You Get What You Vote For

By Perry Miller

The average turnout in English council elections is a derisory 35%. Hold a general election on the same day and you can push that up to 65%. The glamour of national politics still holds its grip on our imagination.

I’ve never really understood this: when it comes to impact on our daily lives, it’s surely local government that’s way out ahead. Sure, I can gape, slack-jawed, at the antics of the Prime Minister and his advisers, or down tools once a year to listen to the Chancellor’s plans for tax on booze and cigs, but I find it’s people much closer to home who can deliver daily pleasure or inconvenience in equal measure.

So, it’s infuriating to hear, as I did on BBC radio the other day, that we’re going to the polls on 6 May ‘to decide who collects our bins.’ That’s such a depressing take on what will be the biggest set of elections in almost 40 years: 39 Police & Crime Commissioners are facing the polls, as well as 7 combined authority mayors, 5 single authority mayors, 21 county councils, 33 metropolitan authorities, 28 unitary…etc. You get the picture.

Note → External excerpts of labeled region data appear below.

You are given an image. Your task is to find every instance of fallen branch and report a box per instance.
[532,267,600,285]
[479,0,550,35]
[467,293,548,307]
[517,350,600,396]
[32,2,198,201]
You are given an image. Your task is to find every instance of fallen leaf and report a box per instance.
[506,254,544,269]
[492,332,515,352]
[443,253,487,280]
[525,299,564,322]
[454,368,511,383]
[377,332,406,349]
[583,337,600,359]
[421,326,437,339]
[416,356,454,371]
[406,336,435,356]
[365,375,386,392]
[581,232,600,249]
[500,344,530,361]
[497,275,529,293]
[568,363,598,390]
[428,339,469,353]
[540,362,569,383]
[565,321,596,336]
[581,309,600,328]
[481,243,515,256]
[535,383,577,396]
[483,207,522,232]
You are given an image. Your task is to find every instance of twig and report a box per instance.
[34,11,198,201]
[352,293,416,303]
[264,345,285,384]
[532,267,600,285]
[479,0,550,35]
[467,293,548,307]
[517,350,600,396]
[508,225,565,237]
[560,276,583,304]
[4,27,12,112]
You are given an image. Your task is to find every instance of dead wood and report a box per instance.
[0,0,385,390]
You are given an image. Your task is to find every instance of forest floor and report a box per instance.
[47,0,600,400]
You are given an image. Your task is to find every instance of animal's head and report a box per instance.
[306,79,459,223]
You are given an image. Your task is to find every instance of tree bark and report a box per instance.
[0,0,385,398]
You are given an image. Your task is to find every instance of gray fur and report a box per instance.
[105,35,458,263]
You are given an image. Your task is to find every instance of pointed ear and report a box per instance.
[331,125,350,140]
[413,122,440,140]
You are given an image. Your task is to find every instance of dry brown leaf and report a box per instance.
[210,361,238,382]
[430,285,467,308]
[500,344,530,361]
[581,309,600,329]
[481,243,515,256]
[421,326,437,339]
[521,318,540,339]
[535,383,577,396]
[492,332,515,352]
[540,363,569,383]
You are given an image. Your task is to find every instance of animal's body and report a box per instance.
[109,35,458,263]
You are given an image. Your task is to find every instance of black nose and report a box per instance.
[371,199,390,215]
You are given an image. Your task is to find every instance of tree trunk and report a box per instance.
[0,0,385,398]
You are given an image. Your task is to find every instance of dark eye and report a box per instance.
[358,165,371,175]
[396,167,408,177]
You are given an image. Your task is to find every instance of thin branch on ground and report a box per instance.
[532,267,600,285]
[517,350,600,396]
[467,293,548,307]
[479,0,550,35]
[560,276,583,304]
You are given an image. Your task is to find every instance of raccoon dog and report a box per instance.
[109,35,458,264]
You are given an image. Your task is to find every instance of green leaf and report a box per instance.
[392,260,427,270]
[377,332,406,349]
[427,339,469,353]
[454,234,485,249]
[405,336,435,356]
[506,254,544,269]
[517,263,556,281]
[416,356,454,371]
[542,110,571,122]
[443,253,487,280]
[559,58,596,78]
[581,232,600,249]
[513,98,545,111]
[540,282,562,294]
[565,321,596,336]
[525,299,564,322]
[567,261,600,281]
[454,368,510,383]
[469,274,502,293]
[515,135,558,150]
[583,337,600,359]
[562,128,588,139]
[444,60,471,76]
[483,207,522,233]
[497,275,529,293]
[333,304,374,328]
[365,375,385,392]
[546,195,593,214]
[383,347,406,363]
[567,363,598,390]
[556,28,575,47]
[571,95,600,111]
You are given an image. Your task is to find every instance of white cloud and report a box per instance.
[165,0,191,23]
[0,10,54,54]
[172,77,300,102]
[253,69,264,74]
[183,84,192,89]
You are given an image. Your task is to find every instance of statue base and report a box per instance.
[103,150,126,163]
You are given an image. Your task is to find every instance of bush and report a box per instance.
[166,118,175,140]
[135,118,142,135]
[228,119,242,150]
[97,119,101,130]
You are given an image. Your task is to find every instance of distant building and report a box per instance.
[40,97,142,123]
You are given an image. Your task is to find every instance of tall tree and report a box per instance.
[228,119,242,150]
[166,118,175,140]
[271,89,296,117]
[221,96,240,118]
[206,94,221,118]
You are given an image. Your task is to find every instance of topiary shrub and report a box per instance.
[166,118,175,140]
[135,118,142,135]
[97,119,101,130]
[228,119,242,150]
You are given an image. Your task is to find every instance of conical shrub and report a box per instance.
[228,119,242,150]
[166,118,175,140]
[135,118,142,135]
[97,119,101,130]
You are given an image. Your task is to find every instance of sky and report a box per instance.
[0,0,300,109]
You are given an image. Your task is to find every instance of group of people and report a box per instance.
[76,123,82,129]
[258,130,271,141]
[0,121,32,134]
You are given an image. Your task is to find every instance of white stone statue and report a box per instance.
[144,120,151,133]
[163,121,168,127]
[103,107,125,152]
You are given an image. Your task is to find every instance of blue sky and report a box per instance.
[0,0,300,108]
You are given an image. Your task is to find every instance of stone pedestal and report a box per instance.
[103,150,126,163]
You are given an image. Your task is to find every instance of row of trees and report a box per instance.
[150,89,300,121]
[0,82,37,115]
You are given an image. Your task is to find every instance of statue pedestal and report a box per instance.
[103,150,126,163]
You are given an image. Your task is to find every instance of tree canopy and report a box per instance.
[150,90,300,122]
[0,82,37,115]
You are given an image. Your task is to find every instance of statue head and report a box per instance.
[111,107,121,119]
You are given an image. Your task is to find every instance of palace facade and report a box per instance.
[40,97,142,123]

But it suits the narrative of those in power at a national level to decry the role and status of local authorities. Where would we be without the Taxpayers’ Alliance’s annual ‘Town Hall Rich List’, quoted with fake indignation by The Daily Mail.

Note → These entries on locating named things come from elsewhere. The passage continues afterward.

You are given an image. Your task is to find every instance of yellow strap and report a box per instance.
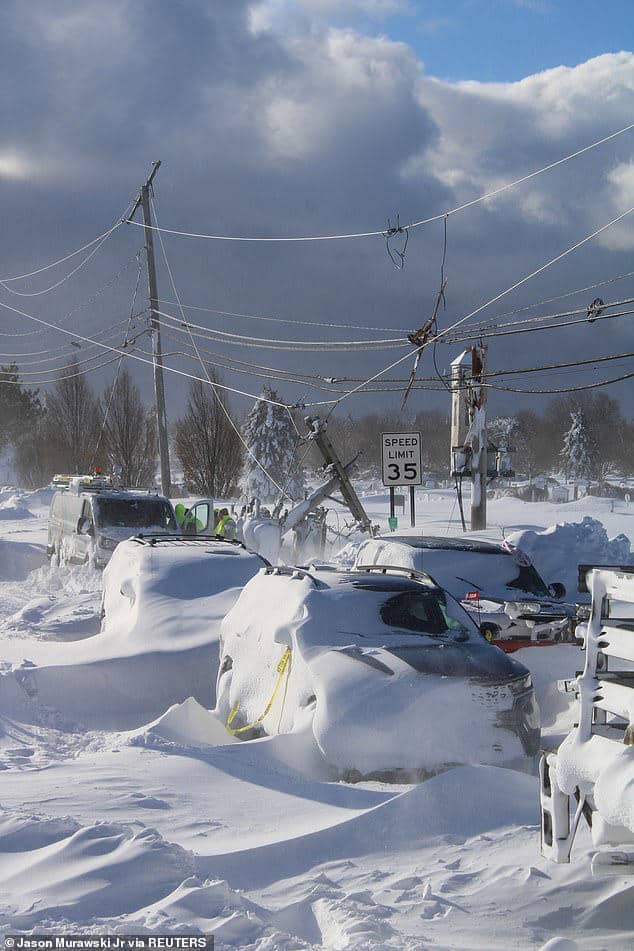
[225,647,291,736]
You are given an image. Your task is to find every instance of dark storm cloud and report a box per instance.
[0,0,634,416]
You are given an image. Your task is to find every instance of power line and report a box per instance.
[156,310,407,350]
[0,218,130,284]
[313,206,634,412]
[150,197,293,501]
[158,299,409,334]
[0,301,298,409]
[0,314,141,358]
[123,123,634,242]
[484,373,634,396]
[0,255,143,340]
[476,271,634,320]
[0,354,123,386]
[443,310,634,344]
[0,221,121,297]
[442,297,634,342]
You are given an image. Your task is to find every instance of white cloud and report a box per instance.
[0,150,37,181]
[603,162,634,251]
[254,29,420,160]
[404,53,634,240]
[249,0,411,34]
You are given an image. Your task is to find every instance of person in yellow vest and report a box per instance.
[216,509,236,539]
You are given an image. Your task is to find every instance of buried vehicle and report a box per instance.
[355,535,576,652]
[216,567,540,779]
[0,534,267,730]
[46,475,176,568]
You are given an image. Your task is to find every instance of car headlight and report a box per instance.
[504,601,541,621]
[99,535,119,551]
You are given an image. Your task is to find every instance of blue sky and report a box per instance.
[0,0,634,415]
[358,0,634,81]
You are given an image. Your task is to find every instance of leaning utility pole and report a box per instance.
[129,162,172,497]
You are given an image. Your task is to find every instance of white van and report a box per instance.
[46,476,177,568]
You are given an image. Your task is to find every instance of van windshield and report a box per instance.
[95,498,176,531]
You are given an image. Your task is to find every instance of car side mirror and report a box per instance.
[548,581,566,601]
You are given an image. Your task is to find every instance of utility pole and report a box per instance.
[451,344,488,531]
[129,162,172,497]
[470,344,488,532]
[305,416,372,534]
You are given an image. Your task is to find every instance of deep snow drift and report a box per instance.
[0,492,634,951]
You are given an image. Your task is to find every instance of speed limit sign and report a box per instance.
[381,433,423,486]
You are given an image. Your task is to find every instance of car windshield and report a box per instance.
[380,591,469,640]
[408,549,549,601]
[96,498,176,531]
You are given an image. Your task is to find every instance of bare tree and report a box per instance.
[176,374,243,497]
[45,362,100,472]
[98,370,157,485]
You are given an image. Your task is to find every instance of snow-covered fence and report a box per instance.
[540,566,634,868]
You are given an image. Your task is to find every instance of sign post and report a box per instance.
[381,433,423,526]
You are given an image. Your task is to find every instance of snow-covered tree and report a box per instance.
[242,386,305,502]
[560,410,595,479]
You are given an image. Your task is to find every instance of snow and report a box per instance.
[0,490,634,951]
[508,516,634,601]
[218,571,538,775]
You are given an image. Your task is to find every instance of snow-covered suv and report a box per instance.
[216,567,540,778]
[355,535,575,650]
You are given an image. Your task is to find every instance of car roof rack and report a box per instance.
[130,532,244,551]
[265,565,322,588]
[129,532,270,567]
[349,565,440,588]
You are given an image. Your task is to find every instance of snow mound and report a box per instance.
[0,495,33,521]
[508,515,634,599]
[0,538,46,581]
[130,697,239,747]
[0,816,195,929]
[24,485,57,508]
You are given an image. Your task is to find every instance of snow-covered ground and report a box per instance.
[0,490,634,951]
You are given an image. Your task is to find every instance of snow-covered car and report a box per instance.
[46,476,176,568]
[355,535,575,650]
[216,566,540,778]
[99,534,268,710]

Columnists earning a decent living themselves devote inches of newsprint to the salaries of officers and councillors and splutter over the fact that they might earn more than the Prime Minister. They muddle the non-elected professionals with the elected politicians, forgetting that council leaders earn a fraction of the Prime Minister’s salary, while controlling budgets that run into the hundreds of millions of pounds. The members’ allowance in my borough is under £12,000 per annum.

Over the past 12 months in my neighbourhood, we’ve seen a tree planting programme, twice weekly recycling collections introduced, brand new play facilities in the local park, investment in open air gyms, ambitious plans for a Low Traffic Neighbourhood. Across the borough, there’s a major council housebuilding programme underway, free school meals for all primary school pupils and 100% council tax discount for the poorest families.

You don’t have to like any of the above. You might think I’m a bleeding heart liberal and it’s a huge waste of cash. But that’s the beauty of voting local – you get to decide about the things that are closest to you.